(Looking for some feedback on real-world code usage. Please read to the end,
then if you can experiment with the code you work on and report back, I'd
appreciate it!)
Switch expressions, from a type checking perspective, are basically
generalizations of conditional expressions: instead of 2 operands to check, we
have n.
A reasonable expectation is that, if I rewrite my conditional expression as a
switch expression, it will behave the same:
test ? foo() : bar()
is equivalent to
switch (test) { case true -> foo(); case false -> bar(); }
So, as a starting point, the typing rules for switches should be the same as
the typing rules for conditionals, but generalized to an arbitrary number of
results.
(The "results" of a switch expression are all expressions appearing after a
'->' or a 'break'.)
Conditional expressions and switch expressions are typically used as poly
expressions (in a context that has a target type). But that won't always be the
case. One notable usage that doesn't have a target type is an initializer for
'var': "var x = ...". So they are sometimes poly expressions, sometimes
standalone.
Conditional expression typing is driven by an ad hoc categorization scheme
which looks at the result expressions and tries to predict whether they will
all have type boolean/Boolean, primitive/boxed number, or something else/a mix
("tries to predict" because in some cases we can't type-check the expression
until we've completed the categorization).

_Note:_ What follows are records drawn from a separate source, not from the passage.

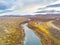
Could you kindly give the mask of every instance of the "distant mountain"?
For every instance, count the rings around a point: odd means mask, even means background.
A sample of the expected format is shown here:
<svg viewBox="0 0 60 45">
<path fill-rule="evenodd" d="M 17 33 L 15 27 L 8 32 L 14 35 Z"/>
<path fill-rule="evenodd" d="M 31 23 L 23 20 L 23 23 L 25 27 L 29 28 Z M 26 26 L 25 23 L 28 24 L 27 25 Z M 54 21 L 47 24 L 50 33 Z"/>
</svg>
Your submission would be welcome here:
<svg viewBox="0 0 60 45">
<path fill-rule="evenodd" d="M 47 7 L 60 7 L 60 4 L 49 5 Z"/>
</svg>

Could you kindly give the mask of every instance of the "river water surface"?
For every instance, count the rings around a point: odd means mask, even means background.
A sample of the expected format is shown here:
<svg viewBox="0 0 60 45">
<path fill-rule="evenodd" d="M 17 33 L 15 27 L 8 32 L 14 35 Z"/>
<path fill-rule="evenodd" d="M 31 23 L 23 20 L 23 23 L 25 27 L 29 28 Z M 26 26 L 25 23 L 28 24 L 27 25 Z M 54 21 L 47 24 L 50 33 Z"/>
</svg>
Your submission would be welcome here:
<svg viewBox="0 0 60 45">
<path fill-rule="evenodd" d="M 30 28 L 27 27 L 26 24 L 22 24 L 24 30 L 25 30 L 25 41 L 24 45 L 42 45 L 40 42 L 40 39 L 36 36 L 36 34 L 31 30 Z"/>
</svg>

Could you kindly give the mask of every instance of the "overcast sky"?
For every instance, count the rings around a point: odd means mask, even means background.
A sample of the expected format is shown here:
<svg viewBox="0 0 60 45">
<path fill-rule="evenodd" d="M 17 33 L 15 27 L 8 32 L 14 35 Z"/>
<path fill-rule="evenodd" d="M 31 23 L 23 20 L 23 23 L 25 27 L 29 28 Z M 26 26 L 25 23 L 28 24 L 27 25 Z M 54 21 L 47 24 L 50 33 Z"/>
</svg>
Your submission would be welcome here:
<svg viewBox="0 0 60 45">
<path fill-rule="evenodd" d="M 38 8 L 60 3 L 59 0 L 0 0 L 0 15 L 34 14 Z"/>
</svg>

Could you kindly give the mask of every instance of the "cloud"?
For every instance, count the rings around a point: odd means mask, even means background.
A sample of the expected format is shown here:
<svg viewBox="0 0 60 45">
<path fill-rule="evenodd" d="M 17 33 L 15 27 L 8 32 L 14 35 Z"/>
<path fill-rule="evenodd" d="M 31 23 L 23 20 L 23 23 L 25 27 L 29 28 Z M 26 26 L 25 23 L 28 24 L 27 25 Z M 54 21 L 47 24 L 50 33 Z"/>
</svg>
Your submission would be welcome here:
<svg viewBox="0 0 60 45">
<path fill-rule="evenodd" d="M 8 0 L 6 0 L 8 1 Z M 11 0 L 14 5 L 11 8 L 7 9 L 8 12 L 1 13 L 1 15 L 6 14 L 35 14 L 38 8 L 45 7 L 47 4 L 51 4 L 56 0 Z M 11 6 L 11 5 L 10 5 Z M 11 10 L 9 12 L 9 10 Z"/>
</svg>

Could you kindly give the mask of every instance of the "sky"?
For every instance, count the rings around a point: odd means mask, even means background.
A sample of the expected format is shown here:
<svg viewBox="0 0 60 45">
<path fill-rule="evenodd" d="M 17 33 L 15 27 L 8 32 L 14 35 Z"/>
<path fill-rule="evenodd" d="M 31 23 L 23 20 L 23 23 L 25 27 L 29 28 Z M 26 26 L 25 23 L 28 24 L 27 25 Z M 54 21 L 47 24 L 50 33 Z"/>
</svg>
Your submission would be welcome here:
<svg viewBox="0 0 60 45">
<path fill-rule="evenodd" d="M 35 14 L 38 8 L 58 3 L 60 0 L 0 0 L 0 16 Z"/>
</svg>

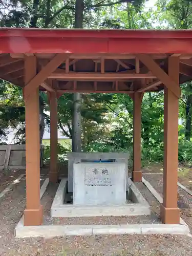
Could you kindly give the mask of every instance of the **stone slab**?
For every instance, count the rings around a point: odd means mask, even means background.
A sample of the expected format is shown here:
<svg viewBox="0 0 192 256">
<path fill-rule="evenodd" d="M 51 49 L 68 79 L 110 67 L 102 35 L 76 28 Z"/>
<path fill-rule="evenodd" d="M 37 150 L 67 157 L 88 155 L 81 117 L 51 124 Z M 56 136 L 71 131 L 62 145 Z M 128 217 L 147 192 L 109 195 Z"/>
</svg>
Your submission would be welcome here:
<svg viewBox="0 0 192 256">
<path fill-rule="evenodd" d="M 190 195 L 190 196 L 192 196 L 192 191 L 189 189 L 188 188 L 187 188 L 185 187 L 182 184 L 180 183 L 179 182 L 177 182 L 177 184 L 179 186 L 179 187 L 182 188 L 184 191 L 185 191 L 187 194 Z"/>
<path fill-rule="evenodd" d="M 126 203 L 125 163 L 73 164 L 73 205 Z"/>
<path fill-rule="evenodd" d="M 189 235 L 186 227 L 179 224 L 44 225 L 26 227 L 21 225 L 15 229 L 17 238 L 43 237 L 48 238 L 66 236 L 155 233 Z"/>
</svg>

In the numeric case, we then identify the narrowest primitive type that can
contain the results.
In the other/mixed case, we then type check by pushing down a target type, or,
if none is available, producing a reference type from the lub operation.
A couple of observations:
- The primitive vs. reference choice is meaningful, because the primitive and
reference type hierarchies are different (e.g., int can be widened to long, but
Integer can't be widened to Long). Preferring primitive typing where possible
seems like the right choice.
- The ad hoc categorization is a bit of a mess. It's complex and imperfect.
What people probably expect is that, where a target type is available, that's
what the compiler will use—but the compiler ignores the target type in the
primitive cases.
Why? Well, in 8, when we introduced target typing of conditionals, we
identified some incompatibilities that would occur if we changed the handing of
primitives, and we didn't want to be disruptive.
Some examples:
Boolean x = test ? z : zbox; // specified: can NPE; target typing: no null check
Integer x = test ? s : i; // specified: ok; target typing: can't convert
short->Integer
Number x = test ? s : i; // specified: box to Integer; target typing: box to
Short or Integer
double d = test ? l : f; // specified: long->float loses precision; target
typing: long->double better precision
m(test ? z : zbox); // specified: prefers m(boolean); target typing: m(boolean)
and m(Boolean) are ambiguous
At this point, we've got a choice:
A) Fully mimic the conditional behavior in switch expressions
B) Do target typing (when available) for all switch expressions, diverging from
conditionals
C) Do target typing (when available) for all switches and conditionals,
accepting the incompatibilities
(A) sacrifices simplicity. (B) sacrifices consistency. (C) sacrifices
compatibility.
General thoughts on simplicity (is the current behavior hard to understand?)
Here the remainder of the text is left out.